For the most part, De Long ignored these tirades by the young upstart from Prescott. The one-sided feud ended soon after, when De Long left the paper and entered the mercantile business.
Rivalries between territorial editors were epic, especially during Marion’s time. John Wasson of Tucson’s Arizona Citizen and De Long’s replacement at the Arizonian, P.W. Dooner and especially Judge William Berry of the Yuma Sentinel at one time or another, all felt the stinging wrath of Marion’s acrimonious pen. Berry and Marion had been friends during Prescott’s early days, but became bitter rivals over a political race. Although Berry was a practicing attorney, the title “judge” was honorary. One of Judge Berry’s character weaknesses was over indulgence in strong drink, something Marion capitalized on in their long-standing feud. Marion questioned Berry’s right to the title of judge, although he did concede that the editor of the Sentinel was a good judge of bad whiskey. Few people ever bested John Marion.

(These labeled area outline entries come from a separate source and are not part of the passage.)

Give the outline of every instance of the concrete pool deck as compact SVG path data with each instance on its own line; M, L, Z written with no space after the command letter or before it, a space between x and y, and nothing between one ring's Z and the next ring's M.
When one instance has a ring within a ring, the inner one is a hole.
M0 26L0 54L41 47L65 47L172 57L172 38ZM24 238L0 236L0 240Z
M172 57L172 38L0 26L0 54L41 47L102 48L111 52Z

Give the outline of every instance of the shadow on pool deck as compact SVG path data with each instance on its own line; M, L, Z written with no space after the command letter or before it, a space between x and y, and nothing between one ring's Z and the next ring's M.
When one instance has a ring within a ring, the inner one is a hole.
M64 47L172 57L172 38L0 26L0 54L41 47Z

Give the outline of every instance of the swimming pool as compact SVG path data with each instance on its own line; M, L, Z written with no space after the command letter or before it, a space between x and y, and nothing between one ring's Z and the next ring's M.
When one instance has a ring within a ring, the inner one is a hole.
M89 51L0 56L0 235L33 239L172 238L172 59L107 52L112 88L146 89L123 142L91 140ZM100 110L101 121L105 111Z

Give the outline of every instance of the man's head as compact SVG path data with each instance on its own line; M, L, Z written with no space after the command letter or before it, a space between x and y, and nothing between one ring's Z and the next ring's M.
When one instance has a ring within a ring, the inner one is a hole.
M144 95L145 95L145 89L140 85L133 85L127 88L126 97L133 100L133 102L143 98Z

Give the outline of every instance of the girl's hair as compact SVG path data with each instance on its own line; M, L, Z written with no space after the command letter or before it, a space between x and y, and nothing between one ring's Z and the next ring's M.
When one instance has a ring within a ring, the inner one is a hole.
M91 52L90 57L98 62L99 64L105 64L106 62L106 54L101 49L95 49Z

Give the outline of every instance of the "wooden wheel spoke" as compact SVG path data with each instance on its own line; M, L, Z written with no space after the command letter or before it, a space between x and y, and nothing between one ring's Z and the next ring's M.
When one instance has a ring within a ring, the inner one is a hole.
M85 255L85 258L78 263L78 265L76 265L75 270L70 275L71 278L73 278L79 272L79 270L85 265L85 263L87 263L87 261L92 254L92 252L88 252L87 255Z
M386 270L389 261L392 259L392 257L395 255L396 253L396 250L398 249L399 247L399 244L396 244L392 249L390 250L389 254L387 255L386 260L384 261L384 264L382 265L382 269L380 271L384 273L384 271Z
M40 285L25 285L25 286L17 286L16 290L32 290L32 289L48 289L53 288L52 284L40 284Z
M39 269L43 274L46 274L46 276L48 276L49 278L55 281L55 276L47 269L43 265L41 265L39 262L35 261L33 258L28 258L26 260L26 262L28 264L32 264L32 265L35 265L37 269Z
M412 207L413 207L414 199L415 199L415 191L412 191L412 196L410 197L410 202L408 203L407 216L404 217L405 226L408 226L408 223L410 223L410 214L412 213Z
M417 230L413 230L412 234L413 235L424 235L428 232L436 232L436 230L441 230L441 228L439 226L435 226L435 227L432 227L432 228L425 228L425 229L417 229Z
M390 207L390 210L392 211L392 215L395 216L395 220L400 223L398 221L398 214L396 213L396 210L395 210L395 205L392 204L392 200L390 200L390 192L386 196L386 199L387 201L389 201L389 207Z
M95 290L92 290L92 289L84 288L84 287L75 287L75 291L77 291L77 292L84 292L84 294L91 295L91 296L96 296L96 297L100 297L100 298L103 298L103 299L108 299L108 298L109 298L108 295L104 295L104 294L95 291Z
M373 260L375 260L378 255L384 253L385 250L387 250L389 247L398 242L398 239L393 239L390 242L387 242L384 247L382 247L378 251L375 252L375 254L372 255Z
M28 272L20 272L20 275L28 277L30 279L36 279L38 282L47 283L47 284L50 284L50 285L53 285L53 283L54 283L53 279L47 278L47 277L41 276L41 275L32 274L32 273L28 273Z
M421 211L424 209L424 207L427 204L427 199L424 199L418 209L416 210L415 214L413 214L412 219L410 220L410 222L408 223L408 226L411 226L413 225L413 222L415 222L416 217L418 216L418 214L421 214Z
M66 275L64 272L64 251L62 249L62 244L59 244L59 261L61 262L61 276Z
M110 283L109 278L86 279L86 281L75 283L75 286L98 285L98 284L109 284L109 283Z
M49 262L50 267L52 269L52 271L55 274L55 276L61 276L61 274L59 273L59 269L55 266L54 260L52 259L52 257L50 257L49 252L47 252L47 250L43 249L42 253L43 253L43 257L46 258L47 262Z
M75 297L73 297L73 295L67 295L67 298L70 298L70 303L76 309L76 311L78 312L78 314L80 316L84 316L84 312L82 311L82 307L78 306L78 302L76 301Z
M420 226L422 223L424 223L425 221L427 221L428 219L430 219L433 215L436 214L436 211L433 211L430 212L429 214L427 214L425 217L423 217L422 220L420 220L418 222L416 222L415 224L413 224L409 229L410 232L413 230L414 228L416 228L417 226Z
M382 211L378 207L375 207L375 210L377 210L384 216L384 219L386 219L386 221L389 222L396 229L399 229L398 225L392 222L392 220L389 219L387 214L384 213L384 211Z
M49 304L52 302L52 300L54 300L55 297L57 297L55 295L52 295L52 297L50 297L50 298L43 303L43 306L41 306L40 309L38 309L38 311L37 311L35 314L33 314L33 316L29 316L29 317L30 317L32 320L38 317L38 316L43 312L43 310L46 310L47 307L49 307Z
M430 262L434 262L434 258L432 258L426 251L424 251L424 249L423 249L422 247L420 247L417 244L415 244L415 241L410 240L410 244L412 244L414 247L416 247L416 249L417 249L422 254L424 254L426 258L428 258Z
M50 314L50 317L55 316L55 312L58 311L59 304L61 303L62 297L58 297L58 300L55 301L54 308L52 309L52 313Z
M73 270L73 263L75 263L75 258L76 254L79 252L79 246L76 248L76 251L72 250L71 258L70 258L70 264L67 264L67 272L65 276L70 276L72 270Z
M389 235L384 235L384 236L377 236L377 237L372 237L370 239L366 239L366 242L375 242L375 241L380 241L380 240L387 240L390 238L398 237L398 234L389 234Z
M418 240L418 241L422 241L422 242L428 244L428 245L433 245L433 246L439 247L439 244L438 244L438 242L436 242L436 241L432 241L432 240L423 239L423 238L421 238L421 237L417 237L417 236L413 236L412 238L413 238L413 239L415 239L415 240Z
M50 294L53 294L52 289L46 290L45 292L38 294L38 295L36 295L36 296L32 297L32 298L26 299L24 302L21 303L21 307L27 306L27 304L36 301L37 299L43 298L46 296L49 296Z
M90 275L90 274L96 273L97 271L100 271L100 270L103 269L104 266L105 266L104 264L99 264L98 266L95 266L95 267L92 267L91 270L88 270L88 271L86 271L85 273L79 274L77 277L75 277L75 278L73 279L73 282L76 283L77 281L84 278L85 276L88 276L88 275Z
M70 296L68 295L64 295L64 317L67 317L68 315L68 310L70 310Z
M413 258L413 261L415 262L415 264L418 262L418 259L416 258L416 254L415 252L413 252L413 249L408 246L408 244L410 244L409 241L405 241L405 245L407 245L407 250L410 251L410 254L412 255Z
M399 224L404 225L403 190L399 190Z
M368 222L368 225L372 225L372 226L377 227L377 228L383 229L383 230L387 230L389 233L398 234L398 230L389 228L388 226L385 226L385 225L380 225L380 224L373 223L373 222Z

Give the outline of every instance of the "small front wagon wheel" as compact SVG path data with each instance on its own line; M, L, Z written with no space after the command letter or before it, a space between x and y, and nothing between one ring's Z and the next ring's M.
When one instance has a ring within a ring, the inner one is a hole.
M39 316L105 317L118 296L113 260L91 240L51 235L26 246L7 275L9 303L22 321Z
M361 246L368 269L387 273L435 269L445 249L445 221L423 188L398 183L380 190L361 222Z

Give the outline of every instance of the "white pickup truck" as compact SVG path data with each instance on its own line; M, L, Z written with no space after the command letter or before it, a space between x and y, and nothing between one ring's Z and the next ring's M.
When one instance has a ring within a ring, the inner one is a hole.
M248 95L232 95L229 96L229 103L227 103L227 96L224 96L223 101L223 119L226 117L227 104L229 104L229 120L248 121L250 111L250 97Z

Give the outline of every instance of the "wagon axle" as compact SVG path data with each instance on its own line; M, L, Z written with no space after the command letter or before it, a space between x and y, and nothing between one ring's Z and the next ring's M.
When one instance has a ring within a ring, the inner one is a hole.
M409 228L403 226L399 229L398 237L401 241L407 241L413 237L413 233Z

Marion continued to volley his patented diatribes at editors and politicians throughout the territory, or anywhere else for that matter. His verbal harangue, colorful and bombastic, sold newspapers. One of his self-describing editorial comments sums up his tumultuous life as a fighting editor, “They tried to get my scalp, both the Injuns and the white men, but damn ’em, I’m still here.”